Not Just The Grange
The Park Service deserves our support for opening The Grange to the public, but the rest of the retained estate management plan needs a closer look.
While housing for essential Park Service personnel at Little Greyfield is logical and mentioned in the General Management Plan, many structures outside that area have come to be used as housing for discretionary personnel or those peripherally associated with the park. Also we offer you to read more on this topic. There are presently two dormitories which can house over 30 people, “staff quarters” with 3 large bedrooms, 5 houses (3 with more than 1 bedroom), and 4 separate apartments, which together could hold over 60 people, conservatively 50. How many people does the Park Service envision being able to simultaneously accommodate overnight on the island? The General Management Plan directs that the number of staff living on the island be restricted to the number needed for “operational effectiveness and capability of immediate response to emergencies.” At the present time that number is 5.

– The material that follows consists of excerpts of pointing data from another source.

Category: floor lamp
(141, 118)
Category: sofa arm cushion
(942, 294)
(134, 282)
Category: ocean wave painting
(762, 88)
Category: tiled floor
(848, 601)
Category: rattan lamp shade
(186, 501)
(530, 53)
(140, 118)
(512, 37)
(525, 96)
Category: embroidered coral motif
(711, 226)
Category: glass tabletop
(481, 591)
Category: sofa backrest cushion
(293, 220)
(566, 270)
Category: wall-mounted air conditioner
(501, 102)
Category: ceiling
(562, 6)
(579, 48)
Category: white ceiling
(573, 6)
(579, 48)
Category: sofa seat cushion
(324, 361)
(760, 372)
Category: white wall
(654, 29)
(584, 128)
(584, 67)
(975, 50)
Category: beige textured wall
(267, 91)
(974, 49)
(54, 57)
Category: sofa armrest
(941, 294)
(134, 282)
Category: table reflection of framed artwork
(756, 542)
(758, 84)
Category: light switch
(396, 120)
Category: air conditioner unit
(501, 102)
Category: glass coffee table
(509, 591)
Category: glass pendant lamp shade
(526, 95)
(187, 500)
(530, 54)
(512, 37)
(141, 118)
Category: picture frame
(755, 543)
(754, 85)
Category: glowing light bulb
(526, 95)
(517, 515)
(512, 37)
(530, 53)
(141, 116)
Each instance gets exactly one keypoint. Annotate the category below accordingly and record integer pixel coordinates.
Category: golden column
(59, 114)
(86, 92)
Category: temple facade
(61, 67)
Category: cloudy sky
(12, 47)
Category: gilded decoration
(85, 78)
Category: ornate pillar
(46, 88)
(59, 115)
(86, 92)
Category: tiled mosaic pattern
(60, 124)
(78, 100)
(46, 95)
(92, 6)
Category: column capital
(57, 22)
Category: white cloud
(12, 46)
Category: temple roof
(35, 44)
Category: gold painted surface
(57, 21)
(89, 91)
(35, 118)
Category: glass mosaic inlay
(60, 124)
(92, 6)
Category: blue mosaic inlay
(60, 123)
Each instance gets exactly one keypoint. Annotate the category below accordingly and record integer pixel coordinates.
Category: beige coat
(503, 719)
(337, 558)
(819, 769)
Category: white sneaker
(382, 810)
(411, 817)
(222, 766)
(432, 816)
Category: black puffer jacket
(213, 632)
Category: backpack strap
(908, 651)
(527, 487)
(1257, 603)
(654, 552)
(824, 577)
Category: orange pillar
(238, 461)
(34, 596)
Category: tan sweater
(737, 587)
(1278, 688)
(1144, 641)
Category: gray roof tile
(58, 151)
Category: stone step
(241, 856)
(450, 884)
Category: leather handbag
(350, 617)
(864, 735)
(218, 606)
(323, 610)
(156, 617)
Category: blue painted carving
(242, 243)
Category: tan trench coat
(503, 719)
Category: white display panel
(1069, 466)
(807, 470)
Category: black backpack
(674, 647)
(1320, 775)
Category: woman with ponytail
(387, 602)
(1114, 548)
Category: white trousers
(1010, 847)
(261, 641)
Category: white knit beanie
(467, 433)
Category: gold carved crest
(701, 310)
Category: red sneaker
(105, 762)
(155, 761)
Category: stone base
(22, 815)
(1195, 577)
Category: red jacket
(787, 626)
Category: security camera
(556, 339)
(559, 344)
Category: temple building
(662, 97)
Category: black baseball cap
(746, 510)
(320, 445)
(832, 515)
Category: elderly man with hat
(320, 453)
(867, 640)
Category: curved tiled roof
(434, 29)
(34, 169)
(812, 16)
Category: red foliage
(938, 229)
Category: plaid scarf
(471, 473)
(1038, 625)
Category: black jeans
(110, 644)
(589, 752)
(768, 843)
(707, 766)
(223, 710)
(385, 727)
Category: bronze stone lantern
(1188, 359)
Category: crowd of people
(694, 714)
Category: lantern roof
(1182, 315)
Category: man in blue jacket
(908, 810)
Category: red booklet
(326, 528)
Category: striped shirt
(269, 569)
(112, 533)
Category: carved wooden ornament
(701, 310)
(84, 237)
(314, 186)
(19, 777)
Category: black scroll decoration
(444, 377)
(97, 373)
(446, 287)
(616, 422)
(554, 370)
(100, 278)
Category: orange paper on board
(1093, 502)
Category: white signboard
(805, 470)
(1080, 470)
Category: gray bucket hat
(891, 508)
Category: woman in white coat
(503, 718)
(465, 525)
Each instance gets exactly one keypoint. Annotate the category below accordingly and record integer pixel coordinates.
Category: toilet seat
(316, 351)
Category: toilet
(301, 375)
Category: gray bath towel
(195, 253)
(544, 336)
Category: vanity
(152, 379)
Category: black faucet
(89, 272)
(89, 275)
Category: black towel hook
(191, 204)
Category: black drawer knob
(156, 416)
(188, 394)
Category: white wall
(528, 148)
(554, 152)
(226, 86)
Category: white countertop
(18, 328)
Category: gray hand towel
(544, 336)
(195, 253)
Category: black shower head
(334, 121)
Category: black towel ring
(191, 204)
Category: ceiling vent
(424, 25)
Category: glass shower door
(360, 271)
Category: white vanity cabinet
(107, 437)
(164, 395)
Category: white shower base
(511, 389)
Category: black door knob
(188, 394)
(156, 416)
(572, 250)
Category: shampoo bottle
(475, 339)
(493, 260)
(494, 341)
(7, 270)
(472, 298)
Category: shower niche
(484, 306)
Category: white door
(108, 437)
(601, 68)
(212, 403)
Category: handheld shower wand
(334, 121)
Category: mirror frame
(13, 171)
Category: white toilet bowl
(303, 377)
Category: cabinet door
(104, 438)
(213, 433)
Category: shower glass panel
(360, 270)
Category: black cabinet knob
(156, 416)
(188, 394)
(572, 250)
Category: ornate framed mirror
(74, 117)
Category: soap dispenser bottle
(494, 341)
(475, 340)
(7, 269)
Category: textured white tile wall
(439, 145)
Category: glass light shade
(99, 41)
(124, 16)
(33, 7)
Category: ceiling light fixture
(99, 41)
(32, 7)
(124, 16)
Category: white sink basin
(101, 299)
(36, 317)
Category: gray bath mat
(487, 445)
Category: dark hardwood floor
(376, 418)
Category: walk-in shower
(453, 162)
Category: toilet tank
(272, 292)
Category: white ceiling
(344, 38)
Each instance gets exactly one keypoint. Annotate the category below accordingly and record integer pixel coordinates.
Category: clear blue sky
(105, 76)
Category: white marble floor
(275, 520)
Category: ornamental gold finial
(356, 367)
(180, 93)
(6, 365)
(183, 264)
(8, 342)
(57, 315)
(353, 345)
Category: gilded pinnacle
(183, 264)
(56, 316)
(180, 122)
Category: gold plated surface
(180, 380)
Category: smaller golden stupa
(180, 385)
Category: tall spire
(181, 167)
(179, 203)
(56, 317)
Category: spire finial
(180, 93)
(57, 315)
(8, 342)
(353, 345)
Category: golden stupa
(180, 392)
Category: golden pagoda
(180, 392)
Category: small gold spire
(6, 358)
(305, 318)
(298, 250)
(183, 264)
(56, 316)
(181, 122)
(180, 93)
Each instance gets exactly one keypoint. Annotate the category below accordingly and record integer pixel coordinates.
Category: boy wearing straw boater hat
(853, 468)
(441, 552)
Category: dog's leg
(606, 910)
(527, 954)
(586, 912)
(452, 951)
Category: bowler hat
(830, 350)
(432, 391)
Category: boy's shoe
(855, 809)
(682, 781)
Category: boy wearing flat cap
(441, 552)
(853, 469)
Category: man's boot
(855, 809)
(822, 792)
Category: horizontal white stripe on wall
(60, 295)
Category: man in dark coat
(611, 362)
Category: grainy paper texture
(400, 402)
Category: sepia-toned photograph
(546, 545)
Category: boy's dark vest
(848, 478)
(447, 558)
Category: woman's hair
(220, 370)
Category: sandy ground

Given the guidelines established by the enabling legislation, including the ceiling on daily visitation numbers, planning housing for concession employees, technical assistants, cooperators, volunteers, Student Conservation Association interns, and anyone else someone considers a benefit to the park in addition to essential personnel, as suggested in the Plan, needs close scrutiny. It can be safely assumed that the more housing space available, the more overnight people there will be. This has been a perennial problem in this park and is not in keeping with reducing the human impact and maintaining a “primitive state.”
Maintaining a National Park Service community at Little Greyfield, while suitably out of the public eye, may have a negative impact on the surrounding gopher tortoise colony, a Threatened species. Landowners visited only periodically, whereas full-time residents or even semi-full time people, will have an effect on these animals which needs to be acknowledged in the EA, instead of being “dismissed.” There have been road fatalities.
Keeping the Stafford Beach House as yet another overnight accommodation place needs justification. The EA section on “Historic Structures” provides no insight to its historical significance, and no one can seem to (or is willing to) provide a date of construction. I have requested that information several times. Increased activities there affect the ambiance at the near-by Stafford campground and beach.